The 4K Blu-ray disc format has enjoyed some rather solid success since it first emerged for the consumer market in March of 2016. The combination of market timing that involved rising ultra HD TV sales, a dearth of broadly sourced 4K content options and easy accessibility for 4K Blu-ray discs themselves (partly due to a lack of the regional playback restrictions found in the older HD Blu-ray format) have all come together to make 4K Blu-ray disc releases into brisk sellers. Even Blu-ray Disc Association chairman Victor Matsuda was recently prompted to state that the format’s success has come as a “pleasant surprise” to many in his industry.

These were the words used by Matsuda in a conversation with the website HDTVTest during an interview at CES 2018 held in January of this year. During their conversation with the BD Association chief, numerous other interesting themes about the future of the format and its HDR prospects were also brought up.

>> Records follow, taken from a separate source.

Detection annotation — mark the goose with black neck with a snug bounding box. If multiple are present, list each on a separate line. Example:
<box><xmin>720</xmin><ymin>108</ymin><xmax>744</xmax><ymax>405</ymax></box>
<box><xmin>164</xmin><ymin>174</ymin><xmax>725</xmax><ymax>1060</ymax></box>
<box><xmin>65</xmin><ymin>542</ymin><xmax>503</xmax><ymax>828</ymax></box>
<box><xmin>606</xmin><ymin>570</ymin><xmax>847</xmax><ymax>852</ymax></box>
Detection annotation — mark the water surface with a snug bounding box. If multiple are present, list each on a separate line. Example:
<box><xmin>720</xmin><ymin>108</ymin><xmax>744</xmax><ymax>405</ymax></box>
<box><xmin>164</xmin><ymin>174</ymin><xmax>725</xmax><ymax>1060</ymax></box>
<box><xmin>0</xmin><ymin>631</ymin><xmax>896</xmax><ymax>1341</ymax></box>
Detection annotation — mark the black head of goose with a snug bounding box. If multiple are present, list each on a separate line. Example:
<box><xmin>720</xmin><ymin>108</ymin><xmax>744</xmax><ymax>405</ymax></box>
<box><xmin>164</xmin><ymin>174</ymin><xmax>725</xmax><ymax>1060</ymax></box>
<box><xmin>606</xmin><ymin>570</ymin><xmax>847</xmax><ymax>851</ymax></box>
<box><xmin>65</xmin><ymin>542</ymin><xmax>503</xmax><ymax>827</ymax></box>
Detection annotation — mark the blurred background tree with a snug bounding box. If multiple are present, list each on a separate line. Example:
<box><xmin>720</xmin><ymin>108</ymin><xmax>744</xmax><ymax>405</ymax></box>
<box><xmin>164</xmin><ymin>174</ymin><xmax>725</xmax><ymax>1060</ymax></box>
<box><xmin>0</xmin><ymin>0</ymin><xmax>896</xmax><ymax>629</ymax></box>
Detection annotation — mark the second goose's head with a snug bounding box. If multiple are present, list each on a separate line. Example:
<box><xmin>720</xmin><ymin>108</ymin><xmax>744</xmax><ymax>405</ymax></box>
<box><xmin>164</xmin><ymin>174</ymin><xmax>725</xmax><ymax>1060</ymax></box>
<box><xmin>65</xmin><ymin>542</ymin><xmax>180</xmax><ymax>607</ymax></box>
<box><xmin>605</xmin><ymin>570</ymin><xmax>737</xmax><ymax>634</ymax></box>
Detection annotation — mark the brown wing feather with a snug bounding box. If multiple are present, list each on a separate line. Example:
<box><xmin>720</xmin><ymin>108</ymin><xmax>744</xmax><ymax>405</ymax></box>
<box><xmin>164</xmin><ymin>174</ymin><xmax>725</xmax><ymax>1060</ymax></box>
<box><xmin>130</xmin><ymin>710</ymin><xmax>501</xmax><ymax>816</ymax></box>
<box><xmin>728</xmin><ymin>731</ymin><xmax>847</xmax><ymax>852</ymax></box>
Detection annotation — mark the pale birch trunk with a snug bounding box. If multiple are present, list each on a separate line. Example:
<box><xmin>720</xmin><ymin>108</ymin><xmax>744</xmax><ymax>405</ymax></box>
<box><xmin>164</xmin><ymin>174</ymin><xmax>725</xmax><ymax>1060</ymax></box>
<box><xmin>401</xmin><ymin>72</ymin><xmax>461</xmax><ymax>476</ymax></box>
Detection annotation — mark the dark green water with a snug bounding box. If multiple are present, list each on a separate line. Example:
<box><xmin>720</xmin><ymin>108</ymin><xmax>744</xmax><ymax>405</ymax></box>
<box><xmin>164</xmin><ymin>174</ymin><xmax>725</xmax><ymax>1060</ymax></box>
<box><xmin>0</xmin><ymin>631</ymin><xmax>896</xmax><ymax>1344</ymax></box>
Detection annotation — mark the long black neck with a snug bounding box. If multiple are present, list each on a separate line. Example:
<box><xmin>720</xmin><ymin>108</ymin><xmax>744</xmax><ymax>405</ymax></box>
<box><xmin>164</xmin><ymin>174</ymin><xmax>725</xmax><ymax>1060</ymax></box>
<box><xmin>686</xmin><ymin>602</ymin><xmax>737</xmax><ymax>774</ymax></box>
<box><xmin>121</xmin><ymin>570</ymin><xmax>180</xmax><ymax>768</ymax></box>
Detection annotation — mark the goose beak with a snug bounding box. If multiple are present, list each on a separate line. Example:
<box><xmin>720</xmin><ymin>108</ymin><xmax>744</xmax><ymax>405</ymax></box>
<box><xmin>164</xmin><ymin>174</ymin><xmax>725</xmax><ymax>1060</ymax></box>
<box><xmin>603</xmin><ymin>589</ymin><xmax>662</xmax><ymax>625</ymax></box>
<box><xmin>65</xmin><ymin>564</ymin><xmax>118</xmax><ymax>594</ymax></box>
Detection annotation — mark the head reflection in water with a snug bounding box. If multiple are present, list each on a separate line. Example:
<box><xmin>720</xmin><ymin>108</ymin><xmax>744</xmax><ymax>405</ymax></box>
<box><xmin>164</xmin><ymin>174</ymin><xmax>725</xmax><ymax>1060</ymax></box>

Most importantly based on the HDTVTest report, UHD Blu-ray will also be getting support the recently unveiled HDR10+ high dynamic range format that has been developed through leadership by Samsung and other companies. This will be coming sooner or later in 2018. 4K Blu-ray already offers support for the widely used HDR10 format and some discs also come with Dolby Vision high dynamic range for the TVs that support it, but HDR10+ was until very recently a relative unknown in the high dynamic range format competition on the content and TV display market. The HDR10+ format was developed by Samsung and others to address deficiencies in HDR10 and thus more effectively compete with the superior Dolby Vision standard. It offers a cheap, open source and royalty-free method of integrating high dynamic range for color and contrast in 4K Blu-ray (or streaming media) content that it has been designated for consumer market release.

The older HDR10 standard has enjoyed wide popularity in both 4K content and 4K displays with HDR due to its ease of implementation and the low cost of adding it. HDR10+ will offer the same benefits but with the added bonus of superior visual specs for color/contrast in any content source or TV that adopts it. This will make it more of an effective competitor to Dolby Vision which, while better at HDR rendering, is also proprietary and thus expensive to use.

Matsuda and TV industry representatives are of course also hoping that HDR in a general sense gains more consumer familiarity in 2018. Findings by market research firm FutureSource have shown that while at least 75% of consumers on the U.S market know about 4K ultra HD resolution and TVs, only some 44% know about high dynamic range and what it means for digital video. To counter this lower level of familiarity, the BDA has started releasing videos that explain what HDR means on its own website and to major digital media platforms like YouTube.

Beyond HDR10, it’s cousin HDR10+ and the Dolby Vision HDR format (developed by Dolby Labs and now also supported by most brands of 4K UHD TV but few content sources) other high dynamic range standards also exist that aren’t quite as widely used yet. One of these is called Hybrid Log Gamma (HLG) and it’s being implemented as a broadcast-fed source of HDR mastering for select sources of content. Developed by the BBC and Japan’s national broadcasting giant NHK, the HLG format is designed to be mastered into content that can then be easily sent via cable or broadcast television sources as well as over the internet. Many of the 4K HDR TVs released by almost all of the major brands in 2017 and into 2018 offer or will offer HLG support as well.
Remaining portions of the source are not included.